Wang Huaxiang, Yang Chengkai, Jiang Yi, Hu Huanzhang, Fang Jian, Yang Fang
Department of Hepatobiliary and Pancreatic Surgery, Taihe Hospital, Affiliated Hospital of Hubei University of Medicine Shiyan, Hubei 442000, China.
The Fuzong Clinical Medical College of Fujian Medical University Fuzhou 350025, Fujian, China.
Am J Cancer Res. 2022 May 15;12(5):1995-2011. eCollection 2022.
High recurrence rate in HCC is the primary cause of the poor prognosis after hepatectomy. Therefore, in this study, we aimed to construct a gene signature for predicting the recurrence rate in HCC. The mRNA expression profiles and clinical information of HCC patients from GEO and TCGA databases were used, and ferroptosis-related gene list was obtained from the FerrDb database. We identified 39 ferroptosis-related genes (FDEGs) that were differentially expressed between HCC samples and normal tissues from the GSE14520 dataset. The univariate and multivariate Cox regression analyses were employed to construct a prognostic signature. Seven FDEGs (MAPK9, SLC1A4, PCK2, ACSL3, STMN1, CDO1, and CXCL2) were included to construct a risk model, which was validated in the TCGA dataset. Patients in high-risk groups exhibited a significantly poor prognosis compared with patients in low-risk groups in both the training set (GSE14520 cohort) and the validation set (TCGA cohort). Multivariate cox regression analyses demonstrated that the 7-gene signature was an independent risk factor for RFS in HCC patients. KEGG analysis showed that FDEGs were mainly enriched in Ferroptosis, Hepatocellular carcinoma pathway, and MAPK signaling pathway. GSEA analysis suggested that the high-risk group was correlated with multiple oncogenic signatures and invasive-related pathways. These results indicated that this risk model can accurately predict recurrence after hepatectomy and offer novel research directions for personalized treatment in HCC patients.

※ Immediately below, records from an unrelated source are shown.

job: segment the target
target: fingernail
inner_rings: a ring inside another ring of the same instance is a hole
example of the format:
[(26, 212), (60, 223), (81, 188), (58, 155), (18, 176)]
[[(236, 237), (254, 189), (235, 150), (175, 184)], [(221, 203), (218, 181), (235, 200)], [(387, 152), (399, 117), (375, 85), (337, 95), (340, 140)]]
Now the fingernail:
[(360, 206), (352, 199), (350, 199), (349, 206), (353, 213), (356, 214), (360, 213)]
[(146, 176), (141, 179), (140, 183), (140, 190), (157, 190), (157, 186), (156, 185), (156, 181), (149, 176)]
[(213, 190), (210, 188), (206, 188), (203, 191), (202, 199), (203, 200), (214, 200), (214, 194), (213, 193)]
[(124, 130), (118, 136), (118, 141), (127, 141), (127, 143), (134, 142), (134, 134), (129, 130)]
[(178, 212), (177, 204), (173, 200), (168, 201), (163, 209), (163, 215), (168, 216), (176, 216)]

肝癌的高复发率是肝切除术后预后不良的主要原因。因此,在本研究中,我们旨在构建一个用于预测肝癌复发率的基因特征。我们使用了来自GEO和TCGA数据库的肝癌患者的mRNA表达谱和临床信息,并从FerrDb数据库中获得了铁死亡相关基因列表。我们从GSE14520数据集中鉴定出39个在肝癌样本和正常组织之间差异表达的铁死亡相关基因(FDEGs)。采用单变量和多变量Cox回归分析来构建一个预后特征。纳入7个FDEGs(MAPK9、SLC1A4、PCK2、ACSL3、STMN1、CDO1和CXCL2)构建风险模型,并在TCGA数据集中进行验证。在训练集(GSE14520队列)和验证集(TCGA队列)中,高风险组患者的预后均明显差于低风险组患者。多变量Cox回归分析表明,7基因特征是肝癌患者无复发生存期的独立危险因素。KEGG分析表明,FDEGs主要富集在铁死亡、肝细胞癌通路和MAPK信号通路中。GSEA分析表明,高风险组与多个致癌特征和侵袭相关通路相关。这些结果表明,该风险模型可以准确预测肝切除术后的复发情况,并为肝癌患者的个性化治疗提供新的研究方向。